Endemicity of Anaplasma phagocytophilum (previously Ehrlichia spp.) and Babesia microti in Wisconsin, USA: benchmark results following introduction of molecular diagnostic methods for routine patient management (2012-2013)
ECCMID Spain, May 10-13th, 2014
Fritsche T.R.; Marti T.N.; Schotthoefer A.M.; Uphoff T.S
OBJECTIVES: To establish benchmark prevalence rates of tick-borne diseases (Anaplasma phagocytophilum, Ehrlichia spp., and Babesia microti) post-introduction of nucleic acid amplification assays in an endemic region of the upper Midwestern USA. Expanding distribution of the tick vectors Ixodes scapularis and, to a lesser extent, Amblyomma americanum, is driving an increased recognition of tick-borne diseases within the area. Here we describe the routine application of molecular methods for the diagnosis of anaplasmosis, ehrlichiosis, and babesiosis in a regional healthcare system, and present benchmark results for 2012-2013.

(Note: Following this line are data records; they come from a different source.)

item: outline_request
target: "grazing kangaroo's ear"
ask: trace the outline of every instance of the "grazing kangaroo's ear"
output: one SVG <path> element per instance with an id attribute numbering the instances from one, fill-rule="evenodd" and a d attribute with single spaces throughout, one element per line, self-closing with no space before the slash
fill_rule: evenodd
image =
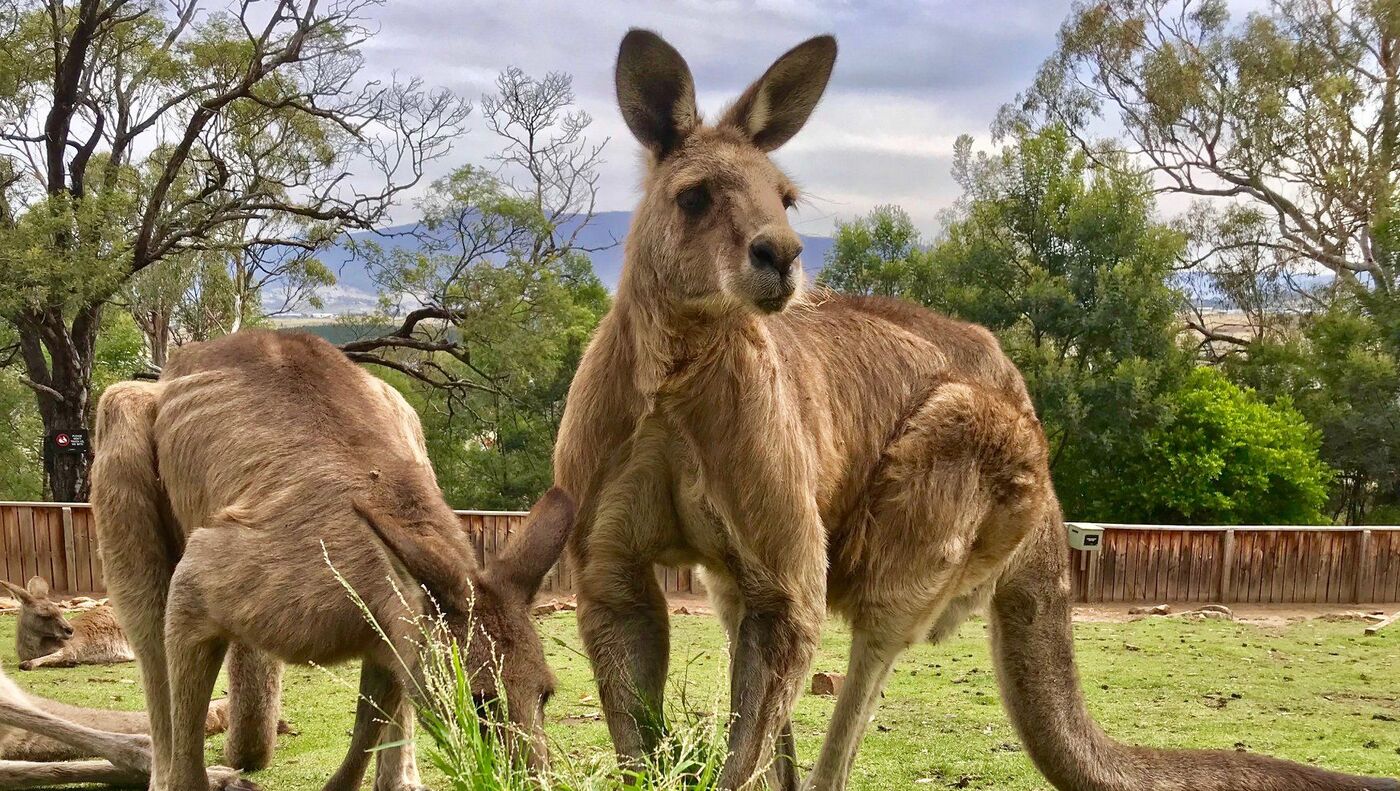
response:
<path id="1" fill-rule="evenodd" d="M 515 592 L 533 598 L 545 574 L 564 553 L 568 533 L 574 531 L 574 500 L 563 489 L 556 486 L 546 491 L 525 517 L 525 526 L 491 564 L 491 574 Z"/>
<path id="2" fill-rule="evenodd" d="M 617 106 L 627 129 L 658 160 L 700 125 L 686 59 L 651 31 L 630 29 L 617 48 Z"/>
<path id="3" fill-rule="evenodd" d="M 25 585 L 29 589 L 29 595 L 36 599 L 49 598 L 49 581 L 43 577 L 29 577 L 29 584 Z"/>
<path id="4" fill-rule="evenodd" d="M 14 598 L 20 599 L 21 602 L 27 605 L 34 603 L 34 596 L 29 595 L 29 591 L 25 591 L 20 585 L 15 585 L 13 582 L 6 582 L 4 580 L 0 580 L 0 585 L 4 585 L 4 589 L 14 594 Z"/>
<path id="5" fill-rule="evenodd" d="M 836 39 L 832 36 L 816 36 L 794 46 L 743 91 L 720 125 L 738 127 L 764 151 L 777 148 L 797 134 L 816 109 L 834 64 Z"/>
<path id="6" fill-rule="evenodd" d="M 459 603 L 470 596 L 470 571 L 476 560 L 462 536 L 451 535 L 433 522 L 406 521 L 358 498 L 354 500 L 354 511 L 434 596 L 444 603 Z"/>

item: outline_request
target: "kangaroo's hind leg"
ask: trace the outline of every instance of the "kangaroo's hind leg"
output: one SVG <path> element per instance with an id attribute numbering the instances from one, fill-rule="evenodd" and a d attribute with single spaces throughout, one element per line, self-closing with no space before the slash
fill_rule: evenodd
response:
<path id="1" fill-rule="evenodd" d="M 865 515 L 833 557 L 854 638 L 813 791 L 846 788 L 895 659 L 951 633 L 1023 538 L 1036 490 L 1025 420 L 995 392 L 946 382 L 885 448 Z"/>
<path id="2" fill-rule="evenodd" d="M 228 647 L 228 738 L 224 763 L 255 771 L 277 748 L 281 710 L 281 662 L 251 645 Z"/>
<path id="3" fill-rule="evenodd" d="M 158 382 L 118 382 L 98 403 L 92 515 L 108 595 L 136 654 L 151 720 L 151 788 L 167 791 L 171 699 L 165 602 L 178 556 L 176 531 L 155 466 Z"/>

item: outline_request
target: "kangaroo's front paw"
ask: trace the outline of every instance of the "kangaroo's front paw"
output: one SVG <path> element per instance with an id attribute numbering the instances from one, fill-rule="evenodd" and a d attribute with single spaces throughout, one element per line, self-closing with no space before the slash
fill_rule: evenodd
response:
<path id="1" fill-rule="evenodd" d="M 227 766 L 209 767 L 209 791 L 262 791 L 262 787 Z"/>

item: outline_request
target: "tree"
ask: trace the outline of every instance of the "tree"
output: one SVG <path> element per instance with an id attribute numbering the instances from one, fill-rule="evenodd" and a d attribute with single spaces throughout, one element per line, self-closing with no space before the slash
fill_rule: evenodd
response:
<path id="1" fill-rule="evenodd" d="M 1144 451 L 1114 459 L 1134 486 L 1100 490 L 1096 511 L 1169 525 L 1323 521 L 1333 472 L 1317 458 L 1319 431 L 1287 399 L 1267 403 L 1197 368 L 1166 406 Z"/>
<path id="2" fill-rule="evenodd" d="M 1263 396 L 1295 405 L 1322 435 L 1322 458 L 1337 469 L 1334 519 L 1392 521 L 1400 510 L 1400 356 L 1394 337 L 1338 300 L 1268 339 L 1225 371 Z"/>
<path id="3" fill-rule="evenodd" d="M 1110 459 L 1141 452 L 1190 371 L 1168 277 L 1182 238 L 1147 183 L 1099 168 L 1063 130 L 1000 154 L 959 146 L 963 207 L 909 295 L 988 326 L 1026 378 L 1067 514 L 1131 487 Z"/>
<path id="4" fill-rule="evenodd" d="M 1049 123 L 1092 151 L 1102 115 L 1124 164 L 1214 211 L 1247 206 L 1274 231 L 1235 242 L 1352 293 L 1394 290 L 1379 244 L 1400 206 L 1394 0 L 1275 0 L 1238 27 L 1224 0 L 1081 3 L 998 129 Z"/>
<path id="5" fill-rule="evenodd" d="M 381 311 L 340 347 L 392 371 L 458 504 L 522 507 L 547 489 L 564 395 L 608 308 L 578 245 L 602 144 L 573 102 L 566 74 L 507 70 L 480 105 L 503 141 L 497 168 L 435 181 L 406 238 L 357 242 Z"/>
<path id="6" fill-rule="evenodd" d="M 134 273 L 371 228 L 447 150 L 463 102 L 358 78 L 374 4 L 0 10 L 0 316 L 46 430 L 90 423 L 104 305 Z M 286 218 L 314 231 L 283 237 Z M 83 498 L 85 459 L 60 459 L 50 489 Z"/>
<path id="7" fill-rule="evenodd" d="M 927 251 L 899 206 L 876 206 L 865 217 L 837 223 L 818 283 L 847 294 L 896 295 L 925 269 Z"/>

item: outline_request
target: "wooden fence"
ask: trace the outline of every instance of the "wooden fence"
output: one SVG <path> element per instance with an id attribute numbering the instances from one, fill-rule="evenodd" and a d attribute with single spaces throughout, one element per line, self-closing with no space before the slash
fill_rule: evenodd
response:
<path id="1" fill-rule="evenodd" d="M 517 511 L 458 511 L 483 563 L 524 521 Z M 1079 602 L 1400 602 L 1400 526 L 1106 525 L 1096 552 L 1071 550 Z M 60 594 L 101 594 L 102 563 L 85 504 L 0 503 L 0 574 L 41 575 Z M 703 594 L 690 568 L 657 568 L 668 594 Z M 567 594 L 567 561 L 543 591 Z"/>
<path id="2" fill-rule="evenodd" d="M 1400 602 L 1400 526 L 1099 526 L 1071 550 L 1079 602 Z"/>

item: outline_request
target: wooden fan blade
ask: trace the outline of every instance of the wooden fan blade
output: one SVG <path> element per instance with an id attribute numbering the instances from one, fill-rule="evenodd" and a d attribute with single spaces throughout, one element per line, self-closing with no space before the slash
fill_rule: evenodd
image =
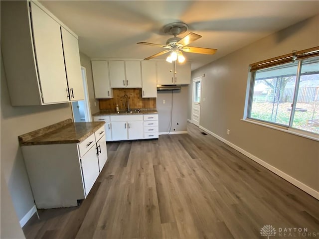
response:
<path id="1" fill-rule="evenodd" d="M 192 53 L 208 54 L 213 55 L 217 51 L 217 49 L 204 48 L 203 47 L 195 47 L 194 46 L 186 46 L 181 49 L 185 52 L 191 52 Z"/>
<path id="2" fill-rule="evenodd" d="M 200 37 L 201 37 L 200 35 L 194 33 L 193 32 L 190 32 L 186 36 L 179 40 L 177 42 L 177 44 L 181 44 L 183 46 L 187 46 L 191 42 L 196 41 Z"/>
<path id="3" fill-rule="evenodd" d="M 141 41 L 140 42 L 138 42 L 137 44 L 140 44 L 141 45 L 147 45 L 148 46 L 159 46 L 160 47 L 163 47 L 164 48 L 170 48 L 170 46 L 166 46 L 166 45 L 160 45 L 160 44 L 151 43 L 151 42 L 145 42 L 145 41 Z"/>
<path id="4" fill-rule="evenodd" d="M 149 56 L 149 57 L 144 59 L 144 60 L 150 60 L 151 59 L 154 58 L 154 57 L 156 57 L 157 56 L 161 56 L 165 53 L 167 53 L 169 51 L 170 51 L 170 50 L 165 50 L 164 51 L 161 51 L 160 52 L 159 52 L 158 53 L 156 53 L 155 55 Z"/>

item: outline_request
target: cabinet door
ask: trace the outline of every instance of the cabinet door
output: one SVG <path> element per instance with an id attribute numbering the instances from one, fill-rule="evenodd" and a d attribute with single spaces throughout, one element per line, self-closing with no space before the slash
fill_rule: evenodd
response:
<path id="1" fill-rule="evenodd" d="M 141 139 L 144 136 L 144 123 L 143 121 L 129 121 L 129 139 Z"/>
<path id="2" fill-rule="evenodd" d="M 112 139 L 113 140 L 128 139 L 128 123 L 126 121 L 112 122 Z"/>
<path id="3" fill-rule="evenodd" d="M 108 159 L 105 135 L 103 135 L 98 142 L 96 143 L 96 146 L 97 147 L 98 152 L 99 169 L 100 169 L 100 172 L 101 172 Z"/>
<path id="4" fill-rule="evenodd" d="M 142 87 L 141 62 L 129 61 L 125 62 L 126 86 L 131 88 Z"/>
<path id="5" fill-rule="evenodd" d="M 70 100 L 81 101 L 84 99 L 84 90 L 78 39 L 62 27 L 61 33 Z"/>
<path id="6" fill-rule="evenodd" d="M 96 99 L 110 99 L 113 91 L 110 85 L 109 64 L 107 61 L 92 61 L 94 93 Z"/>
<path id="7" fill-rule="evenodd" d="M 124 61 L 110 61 L 110 80 L 111 87 L 124 88 L 126 86 L 125 82 L 125 68 Z"/>
<path id="8" fill-rule="evenodd" d="M 178 85 L 190 84 L 190 62 L 185 62 L 181 65 L 176 63 L 176 72 L 175 84 Z"/>
<path id="9" fill-rule="evenodd" d="M 158 84 L 174 85 L 173 81 L 174 67 L 172 63 L 166 61 L 158 62 Z"/>
<path id="10" fill-rule="evenodd" d="M 142 98 L 157 97 L 156 62 L 142 62 Z"/>
<path id="11" fill-rule="evenodd" d="M 96 150 L 96 148 L 93 146 L 81 159 L 86 196 L 100 173 Z"/>
<path id="12" fill-rule="evenodd" d="M 36 63 L 43 103 L 68 102 L 60 25 L 31 2 Z"/>

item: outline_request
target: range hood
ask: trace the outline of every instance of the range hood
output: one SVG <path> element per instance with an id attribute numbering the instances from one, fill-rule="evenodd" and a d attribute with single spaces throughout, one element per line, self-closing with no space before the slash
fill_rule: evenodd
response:
<path id="1" fill-rule="evenodd" d="M 177 91 L 180 90 L 180 85 L 158 85 L 158 91 Z"/>

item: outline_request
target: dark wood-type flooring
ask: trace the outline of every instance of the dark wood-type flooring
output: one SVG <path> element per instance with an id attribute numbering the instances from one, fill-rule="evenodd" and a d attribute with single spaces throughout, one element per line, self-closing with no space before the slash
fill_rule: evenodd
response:
<path id="1" fill-rule="evenodd" d="M 319 238 L 318 200 L 194 125 L 188 130 L 108 143 L 88 197 L 77 207 L 39 210 L 26 238 L 266 239 L 261 228 L 270 225 L 270 239 Z M 315 235 L 280 237 L 278 228 Z"/>

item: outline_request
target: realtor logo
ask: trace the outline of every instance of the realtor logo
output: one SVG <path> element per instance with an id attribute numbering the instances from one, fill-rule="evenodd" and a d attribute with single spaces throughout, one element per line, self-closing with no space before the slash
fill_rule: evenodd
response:
<path id="1" fill-rule="evenodd" d="M 272 225 L 265 225 L 260 229 L 260 235 L 267 237 L 269 239 L 269 236 L 272 237 L 276 235 L 276 230 Z"/>

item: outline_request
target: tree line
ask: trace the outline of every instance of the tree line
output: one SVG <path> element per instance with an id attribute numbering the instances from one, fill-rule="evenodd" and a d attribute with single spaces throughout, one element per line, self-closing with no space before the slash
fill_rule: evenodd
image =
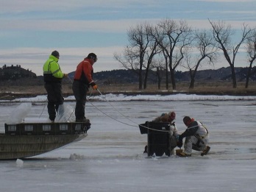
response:
<path id="1" fill-rule="evenodd" d="M 241 27 L 238 43 L 234 42 L 234 29 L 224 21 L 208 20 L 210 29 L 193 29 L 184 20 L 163 19 L 156 24 L 138 24 L 127 31 L 129 44 L 114 58 L 125 68 L 138 76 L 139 89 L 146 89 L 149 70 L 154 70 L 160 88 L 165 71 L 166 88 L 176 90 L 177 66 L 190 74 L 189 88 L 193 88 L 196 71 L 202 65 L 214 65 L 222 54 L 230 66 L 232 86 L 237 87 L 235 58 L 242 44 L 245 45 L 248 72 L 245 87 L 249 86 L 252 65 L 256 59 L 256 28 L 246 24 Z M 169 79 L 170 77 L 170 79 Z"/>

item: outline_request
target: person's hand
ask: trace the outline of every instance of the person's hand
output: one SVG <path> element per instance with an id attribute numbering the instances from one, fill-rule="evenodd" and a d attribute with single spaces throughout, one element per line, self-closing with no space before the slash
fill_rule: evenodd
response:
<path id="1" fill-rule="evenodd" d="M 97 90 L 97 89 L 98 89 L 97 85 L 94 85 L 93 86 L 93 90 Z"/>
<path id="2" fill-rule="evenodd" d="M 182 142 L 181 142 L 181 143 L 180 143 L 179 141 L 177 141 L 177 147 L 182 148 L 182 145 L 183 145 L 183 143 L 182 143 Z"/>

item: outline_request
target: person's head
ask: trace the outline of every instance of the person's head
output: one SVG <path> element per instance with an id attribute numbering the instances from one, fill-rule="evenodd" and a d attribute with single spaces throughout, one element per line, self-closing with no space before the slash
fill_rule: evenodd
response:
<path id="1" fill-rule="evenodd" d="M 189 116 L 183 118 L 183 123 L 188 127 L 191 123 L 191 118 Z"/>
<path id="2" fill-rule="evenodd" d="M 168 115 L 169 115 L 169 119 L 171 121 L 174 121 L 176 118 L 176 114 L 174 111 L 169 112 L 169 113 L 168 113 Z"/>
<path id="3" fill-rule="evenodd" d="M 52 56 L 54 56 L 56 58 L 58 58 L 58 59 L 59 59 L 59 57 L 60 57 L 60 54 L 59 54 L 59 52 L 57 51 L 56 50 L 55 50 L 55 51 L 53 51 L 51 52 L 51 55 L 52 55 Z"/>
<path id="4" fill-rule="evenodd" d="M 91 61 L 93 61 L 94 63 L 96 63 L 98 60 L 97 58 L 97 55 L 96 55 L 94 53 L 90 53 L 88 54 L 88 56 L 87 56 L 87 58 L 90 59 Z"/>

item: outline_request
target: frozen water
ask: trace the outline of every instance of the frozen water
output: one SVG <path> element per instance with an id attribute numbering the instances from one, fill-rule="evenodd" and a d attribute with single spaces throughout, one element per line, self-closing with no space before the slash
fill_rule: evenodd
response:
<path id="1" fill-rule="evenodd" d="M 1 161 L 1 191 L 255 191 L 255 97 L 111 97 L 86 104 L 92 125 L 81 141 L 29 159 Z M 21 102 L 32 102 L 28 118 L 47 118 L 41 97 L 17 102 L 0 103 L 1 132 Z M 67 103 L 74 107 L 74 101 Z M 147 138 L 138 125 L 171 110 L 179 132 L 185 115 L 207 126 L 209 154 L 143 154 Z"/>

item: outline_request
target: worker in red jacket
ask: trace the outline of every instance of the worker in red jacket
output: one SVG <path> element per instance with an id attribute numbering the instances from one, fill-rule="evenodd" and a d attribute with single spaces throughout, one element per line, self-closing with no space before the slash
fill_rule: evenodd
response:
<path id="1" fill-rule="evenodd" d="M 73 82 L 73 93 L 76 99 L 75 115 L 77 122 L 90 122 L 85 115 L 87 92 L 90 86 L 93 90 L 97 85 L 93 80 L 93 65 L 97 61 L 97 56 L 90 53 L 77 67 Z"/>

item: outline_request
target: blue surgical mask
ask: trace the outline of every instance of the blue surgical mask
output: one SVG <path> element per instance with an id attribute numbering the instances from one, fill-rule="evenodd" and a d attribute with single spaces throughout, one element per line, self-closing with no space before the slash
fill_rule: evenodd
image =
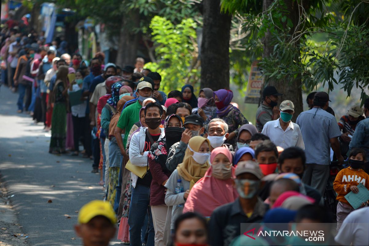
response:
<path id="1" fill-rule="evenodd" d="M 250 147 L 250 145 L 248 144 L 247 143 L 241 143 L 237 142 L 237 148 L 239 149 L 243 147 Z"/>
<path id="2" fill-rule="evenodd" d="M 292 118 L 292 115 L 285 112 L 280 111 L 280 118 L 283 122 L 288 122 Z"/>

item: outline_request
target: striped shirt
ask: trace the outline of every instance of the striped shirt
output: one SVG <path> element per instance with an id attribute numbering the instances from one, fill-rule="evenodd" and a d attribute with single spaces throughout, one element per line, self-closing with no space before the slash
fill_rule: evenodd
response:
<path id="1" fill-rule="evenodd" d="M 306 163 L 329 164 L 330 139 L 342 134 L 334 117 L 321 108 L 313 108 L 301 113 L 296 124 L 305 143 Z"/>

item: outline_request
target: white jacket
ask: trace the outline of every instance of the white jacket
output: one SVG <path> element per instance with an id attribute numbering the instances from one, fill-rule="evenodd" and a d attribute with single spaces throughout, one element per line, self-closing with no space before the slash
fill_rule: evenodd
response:
<path id="1" fill-rule="evenodd" d="M 130 142 L 130 160 L 132 164 L 139 167 L 145 167 L 147 165 L 147 154 L 148 151 L 145 151 L 143 155 L 141 153 L 144 152 L 145 148 L 145 141 L 146 139 L 146 129 L 147 127 L 141 127 L 139 132 L 135 133 L 132 135 Z M 165 136 L 164 128 L 161 128 L 161 132 L 158 141 L 160 140 Z M 132 178 L 132 186 L 136 187 L 138 176 L 131 172 Z"/>

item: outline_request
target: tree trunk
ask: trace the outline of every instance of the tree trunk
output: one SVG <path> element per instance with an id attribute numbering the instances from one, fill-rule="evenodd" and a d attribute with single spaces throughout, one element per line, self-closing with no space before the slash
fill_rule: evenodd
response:
<path id="1" fill-rule="evenodd" d="M 122 26 L 119 36 L 118 54 L 116 63 L 123 67 L 127 65 L 133 66 L 137 58 L 139 34 L 132 30 L 139 27 L 139 13 L 138 10 L 131 11 L 122 17 Z"/>
<path id="2" fill-rule="evenodd" d="M 263 11 L 265 11 L 268 9 L 273 1 L 273 0 L 263 0 Z M 294 0 L 284 0 L 284 3 L 287 7 L 287 10 L 289 12 L 287 17 L 291 20 L 293 24 L 293 27 L 292 28 L 292 31 L 293 31 L 298 23 L 300 18 L 297 8 L 297 2 Z M 299 31 L 300 30 L 296 30 L 296 31 Z M 264 41 L 263 57 L 269 57 L 270 53 L 273 53 L 274 46 L 270 44 L 272 43 L 272 38 L 269 32 L 266 34 Z M 296 43 L 296 45 L 299 45 L 298 43 L 297 42 Z M 297 62 L 300 62 L 300 54 L 297 53 L 294 60 Z M 278 92 L 283 94 L 283 95 L 280 97 L 279 103 L 284 100 L 289 100 L 293 103 L 295 107 L 295 113 L 292 118 L 292 121 L 294 122 L 303 110 L 302 91 L 301 89 L 302 83 L 300 76 L 296 78 L 287 78 L 286 80 L 277 80 L 271 79 L 268 82 L 268 85 L 275 86 Z"/>
<path id="3" fill-rule="evenodd" d="M 204 0 L 200 59 L 201 88 L 229 88 L 230 31 L 232 16 L 220 13 L 220 0 Z"/>

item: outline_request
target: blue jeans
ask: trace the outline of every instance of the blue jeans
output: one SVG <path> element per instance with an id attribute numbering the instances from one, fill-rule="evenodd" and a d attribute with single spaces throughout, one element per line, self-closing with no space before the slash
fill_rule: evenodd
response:
<path id="1" fill-rule="evenodd" d="M 34 83 L 36 82 L 34 82 L 32 83 L 32 98 L 31 100 L 31 104 L 28 107 L 28 111 L 34 112 L 35 111 L 35 104 L 36 103 L 36 90 L 35 90 Z"/>
<path id="2" fill-rule="evenodd" d="M 22 84 L 18 84 L 18 93 L 19 93 L 19 96 L 18 97 L 18 101 L 17 103 L 17 105 L 18 106 L 18 109 L 23 111 L 23 108 L 24 107 L 23 102 L 24 96 L 25 95 L 25 86 L 24 85 Z"/>
<path id="3" fill-rule="evenodd" d="M 146 215 L 149 214 L 149 236 L 147 246 L 154 246 L 155 232 L 152 223 L 152 216 L 150 209 L 150 188 L 137 185 L 132 191 L 128 215 L 130 226 L 130 240 L 131 246 L 141 246 L 141 228 L 144 224 Z"/>

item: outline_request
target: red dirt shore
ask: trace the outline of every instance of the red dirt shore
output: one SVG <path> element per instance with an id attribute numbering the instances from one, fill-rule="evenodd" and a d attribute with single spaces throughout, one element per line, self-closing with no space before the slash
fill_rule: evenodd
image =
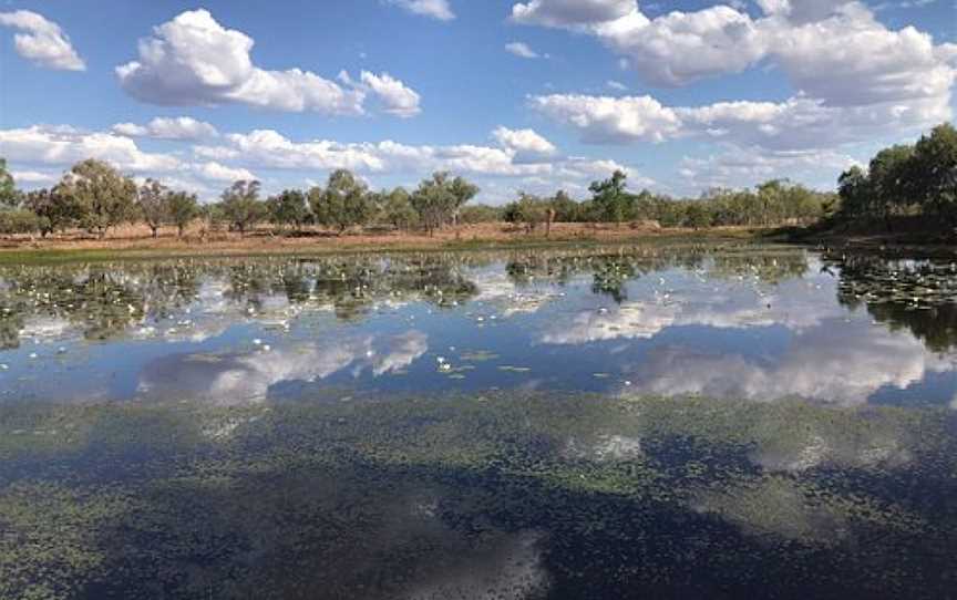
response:
<path id="1" fill-rule="evenodd" d="M 728 228 L 709 230 L 709 237 L 742 237 L 750 230 Z M 336 251 L 361 249 L 430 249 L 470 245 L 521 245 L 548 241 L 619 242 L 635 241 L 639 238 L 663 238 L 689 236 L 696 232 L 683 229 L 661 229 L 656 227 L 620 226 L 606 224 L 555 224 L 552 234 L 545 237 L 544 230 L 528 234 L 523 227 L 511 224 L 480 224 L 449 227 L 434 236 L 420 232 L 399 232 L 390 230 L 349 231 L 337 236 L 319 229 L 303 229 L 286 235 L 267 228 L 240 236 L 237 232 L 218 231 L 200 236 L 198 231 L 187 231 L 183 238 L 176 236 L 174 228 L 164 228 L 153 238 L 147 227 L 142 225 L 123 226 L 112 229 L 103 239 L 83 231 L 68 231 L 45 239 L 25 236 L 0 239 L 0 254 L 3 251 L 45 251 L 45 250 L 116 250 L 156 254 L 270 254 L 296 251 Z"/>

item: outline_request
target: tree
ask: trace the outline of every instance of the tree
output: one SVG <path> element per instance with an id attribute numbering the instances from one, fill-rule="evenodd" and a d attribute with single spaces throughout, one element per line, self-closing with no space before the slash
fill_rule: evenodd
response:
<path id="1" fill-rule="evenodd" d="M 708 210 L 707 201 L 690 201 L 685 209 L 685 225 L 692 229 L 711 227 L 711 213 Z"/>
<path id="2" fill-rule="evenodd" d="M 71 196 L 79 221 L 102 239 L 106 231 L 135 215 L 136 184 L 109 163 L 88 158 L 63 176 L 60 194 Z"/>
<path id="3" fill-rule="evenodd" d="M 547 223 L 550 203 L 537 196 L 521 192 L 518 199 L 505 207 L 505 220 L 510 223 L 522 223 L 525 231 L 532 234 L 543 223 Z"/>
<path id="4" fill-rule="evenodd" d="M 183 237 L 186 227 L 199 216 L 199 203 L 195 194 L 185 192 L 172 192 L 166 197 L 166 209 L 169 221 L 176 226 L 176 235 Z"/>
<path id="5" fill-rule="evenodd" d="M 854 165 L 837 179 L 841 216 L 854 218 L 867 215 L 871 208 L 871 182 L 863 168 Z"/>
<path id="6" fill-rule="evenodd" d="M 632 199 L 625 193 L 626 179 L 624 172 L 615 170 L 610 179 L 593 182 L 588 187 L 601 220 L 619 224 L 631 216 Z"/>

METHODS: Clinical specimens (EDTA blood, n=10,261) submitted for testing as part of routine management of patients presenting with history and/or symptoms compatible with a tick-borne illness included 5,463 and 4,798 requests, respectively, for Anaplasma/Ehrlichia spp. (date range 12/2012-10/2013) and B. microti (05/2013-10/2013). Tests included two real-time PCR assays, one targeting the groEL operon with melt-curve analysis for differentiation of A. phagocytophilum, E. chaffeensis, E.ewingii, and a novel pathogen identified tentatively as Ehrlichia sp. Wisconsin (Pritt, N Engl J Med 365:422, 2011; Schotthoefer, J Clin Microbiol 51:2147, 2013), and another targeting a variable region of the B. microti 18s rRNA gene (Teal, J Clin Microbiol 50:903, 2012). Performance characteristics for both assays were determined previously.
RESULTS: Overall, 247 (2.4%) of performed tests were positive and included 209 (3.8%) A. phagocytophilum; 4 (0.07%) Ehrlichia sp. Wisconsin (= Ehrlichia muris-like agent); 2 (0.04%) E. chaffeensis; and 32 (0.67%) B. microti. These results may be a more accurate estimation of cases detected within our healthcare system given that other routinely requested laboratory tests (blood smear analysis, serology) are known to be less sensitive and/or specific than nucleic acid tests. These results confirm the expanding range of the rarer Ehrlichia spp. in our state as well as the endemic nature of A. phagocytophilum and B. microti in the upper Midwestern USA.
CONCLUSION: Tick-borne infections in Wisconsin detected by real-time PCR methods during 2012-2013 included A. phagocytophilum, Ehrlichia sp. Wisconsin, E. chaffeensis and B. microti. While prevalence rates are low (2.4% in aggregate), presence of these species along with recently described geographic spread of competent tick vectors creates a worrisome public health threat superseded only by Lyme disease, also known to be both endemic and enzootic in our region.